Alors qu’est ce que l’autre univers ? 1. Un univers sans présence. Je suis là, mais je suis plus présent. 2. Un univers sans mémoire. Mes souvenirs se mélangent. Ma réalité historique se fond dans l’incohérence jusqu’à ne plus exister comme telle. 3. Un univers sans temps. La synchronicité est la seule règle de l’univers. Passé, présent, futur sont mélangés. Les liens de cause à effets n’existent plus et sont réduits à n’être que le voile d’une vérité fondamentalement imperceptible.

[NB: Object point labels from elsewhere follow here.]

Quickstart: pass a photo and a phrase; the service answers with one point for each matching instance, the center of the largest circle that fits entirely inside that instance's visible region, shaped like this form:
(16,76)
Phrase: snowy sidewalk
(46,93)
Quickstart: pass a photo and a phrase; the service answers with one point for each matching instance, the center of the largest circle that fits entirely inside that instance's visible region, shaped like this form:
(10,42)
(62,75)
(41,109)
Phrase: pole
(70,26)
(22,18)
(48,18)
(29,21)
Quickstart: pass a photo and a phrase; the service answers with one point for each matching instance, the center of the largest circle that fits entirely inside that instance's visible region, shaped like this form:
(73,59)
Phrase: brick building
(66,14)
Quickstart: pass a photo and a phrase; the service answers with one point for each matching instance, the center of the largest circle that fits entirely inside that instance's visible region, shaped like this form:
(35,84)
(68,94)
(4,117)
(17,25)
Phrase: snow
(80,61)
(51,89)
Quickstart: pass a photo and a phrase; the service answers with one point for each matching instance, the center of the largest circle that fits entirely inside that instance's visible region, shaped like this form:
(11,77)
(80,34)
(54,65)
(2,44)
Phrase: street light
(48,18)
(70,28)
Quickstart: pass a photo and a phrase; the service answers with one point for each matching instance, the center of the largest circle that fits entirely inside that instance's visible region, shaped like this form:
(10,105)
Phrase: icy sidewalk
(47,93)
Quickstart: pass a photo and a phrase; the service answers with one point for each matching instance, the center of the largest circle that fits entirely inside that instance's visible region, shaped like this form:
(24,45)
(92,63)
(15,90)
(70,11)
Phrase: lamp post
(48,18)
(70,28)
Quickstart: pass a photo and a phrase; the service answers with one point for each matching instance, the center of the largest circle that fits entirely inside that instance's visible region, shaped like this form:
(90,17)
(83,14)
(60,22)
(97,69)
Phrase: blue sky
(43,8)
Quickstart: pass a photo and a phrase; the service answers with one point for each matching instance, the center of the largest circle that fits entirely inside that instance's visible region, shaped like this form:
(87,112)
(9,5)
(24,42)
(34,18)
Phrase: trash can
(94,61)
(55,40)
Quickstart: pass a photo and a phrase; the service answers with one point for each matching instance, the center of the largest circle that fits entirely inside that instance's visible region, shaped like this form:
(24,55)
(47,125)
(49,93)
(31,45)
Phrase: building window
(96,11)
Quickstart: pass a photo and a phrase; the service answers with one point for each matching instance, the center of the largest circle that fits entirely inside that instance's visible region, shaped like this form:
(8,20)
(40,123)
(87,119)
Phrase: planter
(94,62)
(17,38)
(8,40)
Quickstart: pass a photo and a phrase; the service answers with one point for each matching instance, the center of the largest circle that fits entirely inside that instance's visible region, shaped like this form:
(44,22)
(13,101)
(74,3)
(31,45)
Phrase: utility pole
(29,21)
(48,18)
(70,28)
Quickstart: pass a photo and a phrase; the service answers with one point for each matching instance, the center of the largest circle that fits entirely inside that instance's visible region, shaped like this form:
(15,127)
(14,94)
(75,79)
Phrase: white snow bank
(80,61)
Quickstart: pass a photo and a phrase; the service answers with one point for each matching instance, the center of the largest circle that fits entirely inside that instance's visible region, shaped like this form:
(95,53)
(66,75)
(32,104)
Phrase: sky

Certaines personnes croient en une réalité objective indépendante de nos sens, base matérialiste dans laquelle nous, objets, circulons. D’autre, comme Noé, ne conçoivent de réalité qu’en rapport à nos perceptions, nos illusions. N’est-ce pas là l’aboutissement indépassable du cinéma ? Palper physiquement nos fantasmes, ne pas leur donner la cohérence d’un objectivisation, retrouver son état d’innocence antérieur à la castration, faire de soi-même, spectateur, un pur sujet.